Patlıcan hangi yemeğe girse yeri bende ayrıdır. Mezesi, salatası, kızartması uzar gider, patlıcana aşkım büyük.
Patlıcan kebabının mahareti şişe dizilmiş patlıcaların kabuklarının çatalın ucuyla dahi sıyrılması. Birecik’de Fırat nehri kenarındaki Kıyı Restoran bu işin hakkını verenlerden. Kaç patılcan yedim bilmiyorum. Yanında da közde biber ve domates,nar ekişili salata, buz gibi soğuk ayran.

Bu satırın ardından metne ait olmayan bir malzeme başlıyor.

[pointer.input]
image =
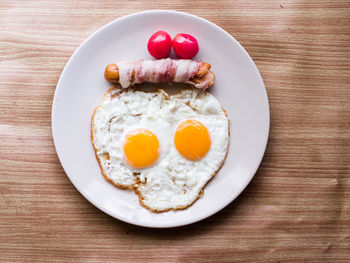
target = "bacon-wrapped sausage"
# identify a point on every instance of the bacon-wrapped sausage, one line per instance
(196, 73)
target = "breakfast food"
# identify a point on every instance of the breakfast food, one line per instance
(196, 73)
(185, 45)
(164, 147)
(159, 44)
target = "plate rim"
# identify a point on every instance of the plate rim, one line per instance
(118, 20)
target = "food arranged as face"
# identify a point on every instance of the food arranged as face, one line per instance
(165, 147)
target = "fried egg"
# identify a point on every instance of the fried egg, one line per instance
(165, 147)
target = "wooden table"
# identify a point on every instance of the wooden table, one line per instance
(296, 209)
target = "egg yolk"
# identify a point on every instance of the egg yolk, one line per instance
(192, 140)
(141, 148)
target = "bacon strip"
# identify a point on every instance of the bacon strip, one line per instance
(126, 74)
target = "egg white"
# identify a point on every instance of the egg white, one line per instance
(173, 182)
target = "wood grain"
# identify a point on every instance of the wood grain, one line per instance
(296, 209)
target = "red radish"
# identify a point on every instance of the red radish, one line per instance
(185, 45)
(159, 44)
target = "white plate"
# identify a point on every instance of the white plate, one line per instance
(239, 87)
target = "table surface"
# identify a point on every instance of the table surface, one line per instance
(296, 209)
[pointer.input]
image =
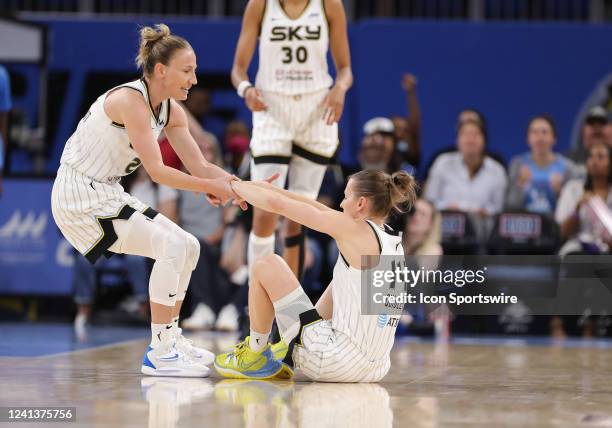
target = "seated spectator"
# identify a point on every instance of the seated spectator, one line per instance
(408, 129)
(158, 197)
(198, 104)
(593, 131)
(536, 177)
(572, 213)
(467, 180)
(468, 114)
(377, 146)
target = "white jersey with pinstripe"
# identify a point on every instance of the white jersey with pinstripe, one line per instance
(294, 78)
(86, 194)
(350, 347)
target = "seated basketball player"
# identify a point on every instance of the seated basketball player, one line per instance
(332, 341)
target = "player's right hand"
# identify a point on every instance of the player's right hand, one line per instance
(254, 99)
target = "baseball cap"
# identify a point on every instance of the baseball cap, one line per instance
(380, 125)
(597, 114)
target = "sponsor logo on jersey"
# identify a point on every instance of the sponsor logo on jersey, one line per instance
(282, 33)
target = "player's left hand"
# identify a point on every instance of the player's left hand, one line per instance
(333, 104)
(237, 199)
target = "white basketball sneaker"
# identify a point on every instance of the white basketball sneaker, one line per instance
(168, 360)
(199, 355)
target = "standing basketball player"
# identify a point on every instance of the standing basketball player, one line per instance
(334, 341)
(95, 214)
(296, 104)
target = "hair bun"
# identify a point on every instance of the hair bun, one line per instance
(149, 35)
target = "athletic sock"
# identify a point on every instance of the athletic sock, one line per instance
(175, 328)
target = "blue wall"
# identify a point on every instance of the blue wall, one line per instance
(508, 71)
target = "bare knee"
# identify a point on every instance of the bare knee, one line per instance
(267, 265)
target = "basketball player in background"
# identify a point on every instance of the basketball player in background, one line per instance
(296, 104)
(95, 214)
(333, 341)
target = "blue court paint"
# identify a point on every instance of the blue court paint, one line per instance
(43, 339)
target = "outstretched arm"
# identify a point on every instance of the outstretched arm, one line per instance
(251, 25)
(414, 118)
(130, 108)
(266, 197)
(186, 148)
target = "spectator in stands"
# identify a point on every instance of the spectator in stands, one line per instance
(468, 114)
(471, 114)
(407, 130)
(593, 132)
(5, 107)
(162, 199)
(572, 214)
(422, 236)
(467, 180)
(536, 177)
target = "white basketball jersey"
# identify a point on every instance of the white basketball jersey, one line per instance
(100, 148)
(373, 334)
(293, 52)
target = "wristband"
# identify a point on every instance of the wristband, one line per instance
(242, 87)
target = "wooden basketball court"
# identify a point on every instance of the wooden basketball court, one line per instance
(468, 382)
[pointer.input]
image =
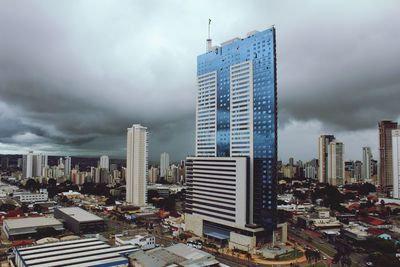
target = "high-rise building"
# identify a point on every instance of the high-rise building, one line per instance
(164, 164)
(67, 166)
(27, 165)
(40, 163)
(366, 166)
(385, 154)
(136, 165)
(104, 162)
(236, 119)
(396, 162)
(323, 143)
(335, 163)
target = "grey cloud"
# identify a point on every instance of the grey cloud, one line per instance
(77, 74)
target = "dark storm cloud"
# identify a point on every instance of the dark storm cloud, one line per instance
(75, 75)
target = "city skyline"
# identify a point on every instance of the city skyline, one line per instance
(86, 112)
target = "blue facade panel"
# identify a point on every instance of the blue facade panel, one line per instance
(260, 49)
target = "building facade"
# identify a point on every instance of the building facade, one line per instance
(136, 165)
(336, 163)
(323, 144)
(366, 166)
(385, 154)
(396, 162)
(105, 162)
(164, 164)
(236, 117)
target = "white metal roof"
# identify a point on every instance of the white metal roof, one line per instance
(31, 222)
(80, 215)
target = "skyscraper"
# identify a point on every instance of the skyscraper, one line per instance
(366, 167)
(236, 128)
(136, 165)
(385, 154)
(396, 162)
(335, 163)
(104, 162)
(27, 165)
(67, 166)
(323, 143)
(164, 164)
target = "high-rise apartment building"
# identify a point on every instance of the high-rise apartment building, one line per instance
(236, 120)
(67, 166)
(366, 166)
(323, 143)
(164, 164)
(396, 162)
(335, 163)
(136, 165)
(385, 154)
(27, 165)
(104, 162)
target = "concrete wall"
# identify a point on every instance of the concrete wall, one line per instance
(194, 224)
(242, 242)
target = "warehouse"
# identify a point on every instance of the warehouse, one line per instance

Şerbetli tatlılarla aşk yaşayanlar bilir künefenin hası Antep ve Antakya ‘dadir. Cumba‘da yediğimiz taze künefe ocaktan alındıktan sonra üzerine dökülen şerbet ile serinletilip masaya servis ediliyor. Üstüne bolca kaymak ve ağızdaki şekeri alsın diye yanında servis edilen soğuk süt ile künefe ağızda şölene dönüşüyor.
Baharat cenneti
Antep’e gelip de bakırcılar çarşısına gitmeyen yoktur. Önce bu otantik çarşıda kendimizi kaybedip torba torba kap kacak aldıktan sonra Yolumuz Zeytin Han’a düştü. Tarihi bir handa çeşit çeşit baharatlar içerisine düşünce burada da ne var ne yoksa topladık. Pul biberden nar ekşisine, antep fıstığından menengiç kahvesine.
Halfeti kafası
Atatürk ve Birecik barajlarının kurulmasıyla Fırat nehrinin yükselen suları altına kalan Halfeti inanılmaz bir görünüme sahip. Batık bir köyün üstünde tekne ile dolaşmak yaşadağım en ilginç deneyimlerden biri oldu. Yolunuz Bu yakınlara düşerse uğramadan dönmeyin.